Occurrence of Irrotational Flows

A question that naturally arises is "Where do we find irrotational flows?". A uniform flow is definitely irrotational. But one hardly finds a uniform flow in nature. Further, there is hardly anything to calculate for a uniform flow.

The other region where we can expect an irrotational flow is away from any solid body. Recall the "Thought Experiment" with two parallel plates (What is a Fluid?)when the space in between is filled with a fluid. Here once the top plate starts moving we have seen that a velocity gradient is set up in the flow normal direction. This gives rise to $\partial u / \partial y$ which contributes directly to vorticity or rotation. As such this flow is NOT irrotational. A similar velocity gradient is set up when a fluid flows past a solid body as shown in Fig.4.15. The velocity right on the body surface is zero and it build up gradually we move in a normal direction away from the body. This region is highly rotational and is called the Boundary Layer. But at some distance form the body this velocity gradient flattens out and the velocity becomes constant in the flow normal direction. This is one of the irrotational regions of flow. As indicated in the figure the flow in the wake of the body is also NOT irrotational.

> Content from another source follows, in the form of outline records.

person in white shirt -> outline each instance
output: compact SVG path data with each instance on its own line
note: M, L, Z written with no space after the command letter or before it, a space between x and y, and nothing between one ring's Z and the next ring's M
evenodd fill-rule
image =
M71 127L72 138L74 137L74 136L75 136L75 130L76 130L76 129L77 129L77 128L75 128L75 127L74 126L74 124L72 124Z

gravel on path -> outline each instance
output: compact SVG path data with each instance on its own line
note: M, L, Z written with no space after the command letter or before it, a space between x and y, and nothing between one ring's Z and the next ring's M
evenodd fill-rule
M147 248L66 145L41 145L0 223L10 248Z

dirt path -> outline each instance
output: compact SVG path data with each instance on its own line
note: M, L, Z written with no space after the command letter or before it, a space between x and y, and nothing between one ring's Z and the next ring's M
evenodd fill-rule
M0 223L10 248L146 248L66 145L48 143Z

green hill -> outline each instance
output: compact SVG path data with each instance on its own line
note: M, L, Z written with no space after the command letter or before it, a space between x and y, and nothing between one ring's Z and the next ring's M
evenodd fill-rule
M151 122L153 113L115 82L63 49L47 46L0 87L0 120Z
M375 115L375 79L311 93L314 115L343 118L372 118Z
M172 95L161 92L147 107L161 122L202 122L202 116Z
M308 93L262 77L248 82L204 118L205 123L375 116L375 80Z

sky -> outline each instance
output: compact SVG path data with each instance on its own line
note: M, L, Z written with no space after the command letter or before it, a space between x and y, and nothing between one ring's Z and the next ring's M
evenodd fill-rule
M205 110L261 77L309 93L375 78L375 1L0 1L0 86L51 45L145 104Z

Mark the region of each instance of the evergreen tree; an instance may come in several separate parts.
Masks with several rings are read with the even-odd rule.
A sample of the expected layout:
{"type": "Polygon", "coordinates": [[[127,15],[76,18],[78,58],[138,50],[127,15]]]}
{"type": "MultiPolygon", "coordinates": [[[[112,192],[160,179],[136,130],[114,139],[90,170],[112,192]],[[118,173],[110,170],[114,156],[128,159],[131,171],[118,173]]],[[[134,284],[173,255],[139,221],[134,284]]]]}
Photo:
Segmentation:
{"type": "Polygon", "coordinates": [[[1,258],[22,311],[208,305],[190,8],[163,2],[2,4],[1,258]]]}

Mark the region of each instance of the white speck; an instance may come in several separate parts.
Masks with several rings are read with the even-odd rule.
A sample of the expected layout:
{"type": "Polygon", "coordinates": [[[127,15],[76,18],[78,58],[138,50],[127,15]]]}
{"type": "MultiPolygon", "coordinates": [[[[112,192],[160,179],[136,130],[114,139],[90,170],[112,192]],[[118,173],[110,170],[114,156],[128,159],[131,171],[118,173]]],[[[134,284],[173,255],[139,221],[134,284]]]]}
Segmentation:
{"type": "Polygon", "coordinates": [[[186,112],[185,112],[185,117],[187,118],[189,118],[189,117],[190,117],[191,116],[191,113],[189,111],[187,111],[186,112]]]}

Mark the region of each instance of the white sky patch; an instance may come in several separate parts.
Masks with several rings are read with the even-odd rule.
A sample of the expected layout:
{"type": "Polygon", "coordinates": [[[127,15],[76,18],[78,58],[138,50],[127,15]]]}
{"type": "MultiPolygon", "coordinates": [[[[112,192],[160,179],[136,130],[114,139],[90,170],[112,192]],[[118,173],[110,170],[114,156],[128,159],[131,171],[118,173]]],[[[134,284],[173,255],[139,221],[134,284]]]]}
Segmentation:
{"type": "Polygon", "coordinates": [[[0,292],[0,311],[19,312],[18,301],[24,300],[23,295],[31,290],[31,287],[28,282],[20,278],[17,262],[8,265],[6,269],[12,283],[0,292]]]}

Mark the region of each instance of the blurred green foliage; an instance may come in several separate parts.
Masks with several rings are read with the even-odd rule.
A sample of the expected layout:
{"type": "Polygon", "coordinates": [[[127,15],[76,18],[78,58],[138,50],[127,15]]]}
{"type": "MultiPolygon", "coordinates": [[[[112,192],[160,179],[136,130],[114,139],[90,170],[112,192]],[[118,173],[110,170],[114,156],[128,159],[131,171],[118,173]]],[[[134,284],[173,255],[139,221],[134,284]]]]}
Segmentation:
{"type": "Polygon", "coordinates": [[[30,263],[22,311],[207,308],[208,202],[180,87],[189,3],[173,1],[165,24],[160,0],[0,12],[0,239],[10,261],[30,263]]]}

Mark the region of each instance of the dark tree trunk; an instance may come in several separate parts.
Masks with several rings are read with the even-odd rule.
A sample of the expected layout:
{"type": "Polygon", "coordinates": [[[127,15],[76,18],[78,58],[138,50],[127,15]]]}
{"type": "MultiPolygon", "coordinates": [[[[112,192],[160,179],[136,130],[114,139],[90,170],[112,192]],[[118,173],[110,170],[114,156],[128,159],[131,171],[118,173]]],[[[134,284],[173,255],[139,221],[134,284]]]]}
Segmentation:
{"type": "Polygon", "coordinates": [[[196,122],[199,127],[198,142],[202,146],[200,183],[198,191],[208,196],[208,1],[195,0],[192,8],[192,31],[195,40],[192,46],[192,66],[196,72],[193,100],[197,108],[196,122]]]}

Figure 4.15: Occurrence of irrotational and rotational regions for flow past a body

Figure 4.16: Occurrence of irrotational and rotational regions for flow through a pipe.

At the entrance to a pipe as shown in Fig.4.16 one has a uniform flow. As the flow enters the pipe, velocity components are forced to be zero on the surface of the pipe. A boundary layer develops and starts to grow. At the beginning one sees a inviscid core encircled by a boundary layer. The flow in the inviscid core is irrotational. However, as we move downstream the boundary layers grow and merge to give a fully developed flow when the entire flow is NOT irrotational.

It is also worth noting that the flow is irrotational wherever Bernoulli equation is valid.

We could foresee from this that an inviscid flow is likely to be irrotational. In fact it is broadly true except in case of High Speed flows where shocks could occur. As indicated in Fig. the region behind a shock in a high speed flow has severe gradients of velocity making $\omega$ not negligible.

Figure 4.17: Rotational flow behind a shock wave in a high speed flow.